Published in 1972, Learning from Las Vegas was the ultimate postmodern (or antimodern) document, as it showed how, in North America at least, buildings were often subsidiary to road signs; architecture was, in essence, secondary to advertising. Ken Lum’s latest work doesn’t reference that canonical book specifically, but it radiates from the same center: The artist also examines the convergence of the political, historical, and everyday through the commercial-strip business sign with “adjustable type” (used in Vegas to advertise performers and everywhere else to announce sales, birthdays, and weddings, welcome conventioneers, and congratulate local sports teams).

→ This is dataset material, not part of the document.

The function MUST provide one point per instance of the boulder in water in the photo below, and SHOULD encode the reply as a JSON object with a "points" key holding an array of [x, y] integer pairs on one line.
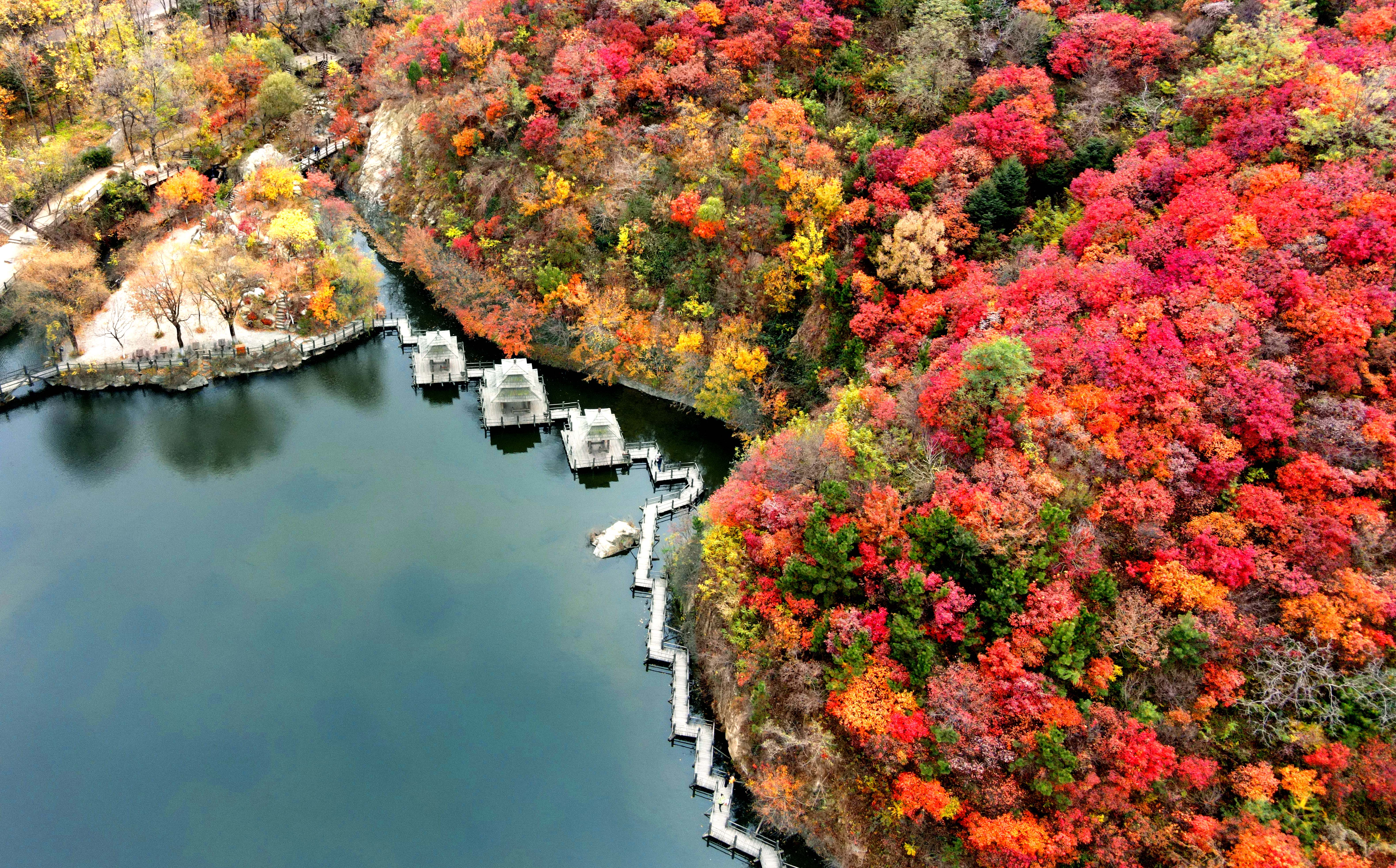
{"points": [[619, 538]]}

But rather than go out and photograph found business signs, as Venturi et al. did, Lum created his own. Constructed of lacquered aluminum, his marquees aren’t as flashy as those in Vegas (which once featured ads for Flip Wilson, Ben Vereen, and the New Chnsty Minstrels and now constitute full-scale Spielbergian roadside spectacle). Instead they are based on the signs you’d find along any commercial strip, advertising local businesses like beauty salons, shoe repair shops, and financial consultants. The twist is that Lum infused his placards with narrative, humor, and tragedy, showing how signs in today’s car culture function as intersections of the public and private realms.

Lum’s fictional small-business owners move quickly past the banality of business to bigger topics: geopolitics, racism, sexuality, privacy. The proprietors of “Hanoi Travel” offer “Disneyland Packages” but also advise the viewer to “Remember the people’s war”; “Danny’s Shoe Re-Nu” begs us to “Help free Leonard Pelltier”; “Ebony Eyes” beauty salon advertises a “bonus manicure with facial” and touts “All power to the people!” while the proprietor of “McGill & Sons Paper and Printing” informs his “valued customers” that “My son is no longer my son.” “Grace Chung Financial” claims “expertise you can trust,” but the lower half of the sign reads like a chilling fragment of free verse: “Please leave / my family alone / whoever you are / deal with me.”

From Lum’s earliest work, the foggy terrain between public and private has been his special territory. In the mid-’80s he began producing photographs with panels of text that functioned like comic-strip thought bubbles, revealing a subject’s silent musings. Subsequent projects included portraits of big families and mirrors decorated with snapshots, illuminating the casual yet significant role photographs play in ordinary people’s lives. As is the case with fellow Vancouver artists Jeff Wall and Rodney Graham, psychology and drama in everyday life are mainstays in Lum’s work. But he expands on the Twin Peaks–style menace of Wall’s predominantly white subjects, expressing the range of ethnic diversity in North America and the stretching of alliances across the globe: No one is immune from the alienation of contemporary culture, and no international conflict is ever too far from home.

These signs mark the first time Lum has not relied on images of people in his work, but the voices and presence of his fictional speakers are keenly felt. Indeed, what is different here is that rather than use photography as a surrogate for tapping internal terrain, Lum goes right to the source, exploring the contemporary compulsion to express oneself to no one in particular. North American street signs, Lum suggests, serve as a kind of Fourth Amendment forum: To be a true American (or Canadian) is to be out there publicly airing private grievances like daytime talk-show guests. His subjects may be fictional, but what they say provides a dramatized yet subtly nuanced vision of the contemporary commercialized landscape.